Diabetes mellitus: Diabetes mellitus poses a risk because patients may become hypoglycemic while driving. Patients who have had a recent hypoglycemic episode affecting awareness should not drive for 3 mo or until factors contributing to the episode (eg, diet, activity, timing and dose of insulin or antihyperglycemic drug) have been assessed and managed.

Sleep disorders: Sleep disorders, most notably obstructive sleep apnea syndrome, can cause drowsiness leading to collisions, and patients should refrain from driving until they are adequately treated.

Drugs: Use of antihistamines, benzodiazepines, opioids, anticholinergics, soporifics (eg, chloral hydrate, zolpidem, zaleplon), antihypertensives, or tricyclic antidepressants increases driving risk because they can cause drowsiness; some can also cause hypotension or arrhythmias. Antiparkinsonian dopamine agonists (eg, pergolide, pramipexole, ropinirole) occasionally cause acute sleep attacks, which pose an especially high risk of accidents. Antiemetics (eg, prochlorperazine), muscle relaxants (eg, cyclobenzaprine), and stimulants (eg, methylphenidate) are also cause for concern because of their potential for altering sensory perception. Instructing patients to bring all drug containers to the office can help identify drugs that increase risk. When beginning treatment with a new drug that could affect visual, physical, or cognitive function, patients should refrain from driving for 1 to 2 days to be sure no adverse effects occur.
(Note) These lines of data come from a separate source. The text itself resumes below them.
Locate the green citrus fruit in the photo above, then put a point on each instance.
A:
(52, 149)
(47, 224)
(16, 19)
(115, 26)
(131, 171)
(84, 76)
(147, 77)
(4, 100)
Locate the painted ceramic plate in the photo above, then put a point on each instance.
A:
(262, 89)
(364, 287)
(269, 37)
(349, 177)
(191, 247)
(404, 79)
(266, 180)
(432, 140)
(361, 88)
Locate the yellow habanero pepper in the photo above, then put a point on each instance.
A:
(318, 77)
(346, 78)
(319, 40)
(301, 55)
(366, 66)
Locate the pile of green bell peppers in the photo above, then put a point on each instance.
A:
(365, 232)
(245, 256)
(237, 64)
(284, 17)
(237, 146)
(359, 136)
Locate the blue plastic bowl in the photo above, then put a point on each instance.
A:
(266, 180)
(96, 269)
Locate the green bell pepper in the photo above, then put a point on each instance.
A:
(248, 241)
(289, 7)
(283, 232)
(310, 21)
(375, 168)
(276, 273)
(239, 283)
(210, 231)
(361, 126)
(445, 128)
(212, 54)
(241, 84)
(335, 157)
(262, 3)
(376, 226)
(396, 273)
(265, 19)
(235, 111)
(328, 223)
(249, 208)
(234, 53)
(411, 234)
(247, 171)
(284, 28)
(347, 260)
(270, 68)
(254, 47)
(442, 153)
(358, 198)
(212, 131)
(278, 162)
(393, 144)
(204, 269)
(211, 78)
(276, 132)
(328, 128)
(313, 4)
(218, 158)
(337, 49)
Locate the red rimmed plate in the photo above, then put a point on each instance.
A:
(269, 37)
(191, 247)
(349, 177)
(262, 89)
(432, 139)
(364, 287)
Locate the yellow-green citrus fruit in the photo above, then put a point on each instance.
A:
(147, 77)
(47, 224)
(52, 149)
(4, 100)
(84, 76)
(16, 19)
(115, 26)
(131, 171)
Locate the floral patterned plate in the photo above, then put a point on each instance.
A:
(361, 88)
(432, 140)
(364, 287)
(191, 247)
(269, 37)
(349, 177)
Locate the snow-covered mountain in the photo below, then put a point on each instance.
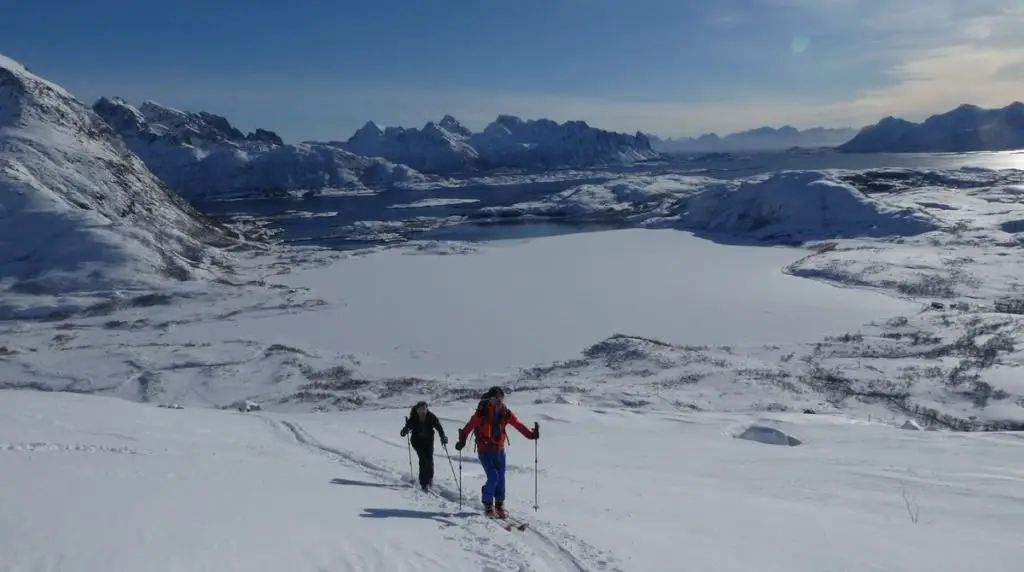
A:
(448, 146)
(967, 128)
(762, 138)
(201, 155)
(80, 214)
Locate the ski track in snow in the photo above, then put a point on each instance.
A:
(538, 550)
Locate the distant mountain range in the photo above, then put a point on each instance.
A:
(202, 155)
(967, 128)
(508, 142)
(762, 138)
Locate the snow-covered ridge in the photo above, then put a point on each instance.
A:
(967, 128)
(779, 207)
(201, 155)
(448, 146)
(80, 214)
(762, 138)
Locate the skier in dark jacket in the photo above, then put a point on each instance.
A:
(421, 424)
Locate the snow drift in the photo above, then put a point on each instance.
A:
(782, 206)
(79, 212)
(967, 128)
(448, 146)
(201, 155)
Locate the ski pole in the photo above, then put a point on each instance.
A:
(409, 445)
(536, 504)
(450, 463)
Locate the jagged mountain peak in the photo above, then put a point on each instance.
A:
(965, 128)
(81, 213)
(509, 141)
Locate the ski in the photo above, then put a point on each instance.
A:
(508, 523)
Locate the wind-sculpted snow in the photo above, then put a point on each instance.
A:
(779, 207)
(80, 215)
(202, 156)
(798, 206)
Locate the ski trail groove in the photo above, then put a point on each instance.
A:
(543, 545)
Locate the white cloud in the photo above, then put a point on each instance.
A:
(946, 52)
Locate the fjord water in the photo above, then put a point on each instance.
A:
(323, 220)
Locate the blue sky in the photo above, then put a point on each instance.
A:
(320, 69)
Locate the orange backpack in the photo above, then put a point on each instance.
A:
(485, 431)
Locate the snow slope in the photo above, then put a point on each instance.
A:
(785, 206)
(80, 215)
(448, 146)
(967, 128)
(200, 489)
(202, 156)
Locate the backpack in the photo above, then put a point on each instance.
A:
(483, 430)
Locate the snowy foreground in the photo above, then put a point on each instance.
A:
(95, 483)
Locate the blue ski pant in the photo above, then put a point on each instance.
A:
(494, 466)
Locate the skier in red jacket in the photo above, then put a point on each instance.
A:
(489, 422)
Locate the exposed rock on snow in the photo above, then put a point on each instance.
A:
(203, 156)
(448, 146)
(968, 128)
(798, 206)
(767, 435)
(80, 214)
(783, 207)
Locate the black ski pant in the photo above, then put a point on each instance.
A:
(425, 452)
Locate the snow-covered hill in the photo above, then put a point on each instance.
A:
(80, 215)
(616, 490)
(509, 142)
(968, 128)
(202, 156)
(777, 207)
(762, 138)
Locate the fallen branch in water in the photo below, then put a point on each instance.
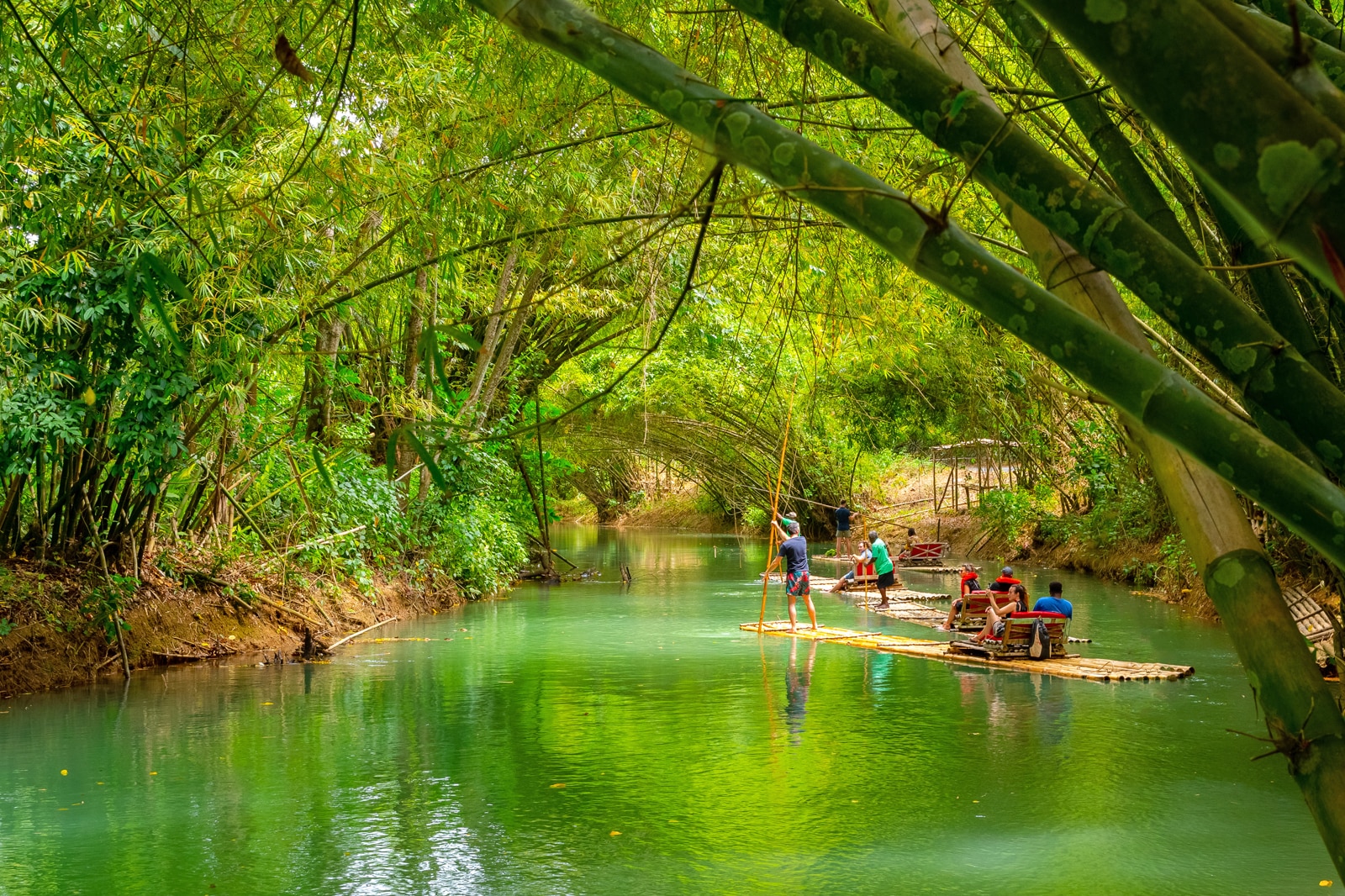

Elderly people are involved in fewer alcohol-related fatal collisions. Fewer elderly people consume alcohol, but limiting alcohol consumption is still important because in elderly people, blood alcohol level per amount of alcohol consumed is higher. Also, concurrent use of alcohol and other drugs, particularly multiple drugs, further impairs cognition, increasing the risk of accidents.

This topic was last updated July 2005.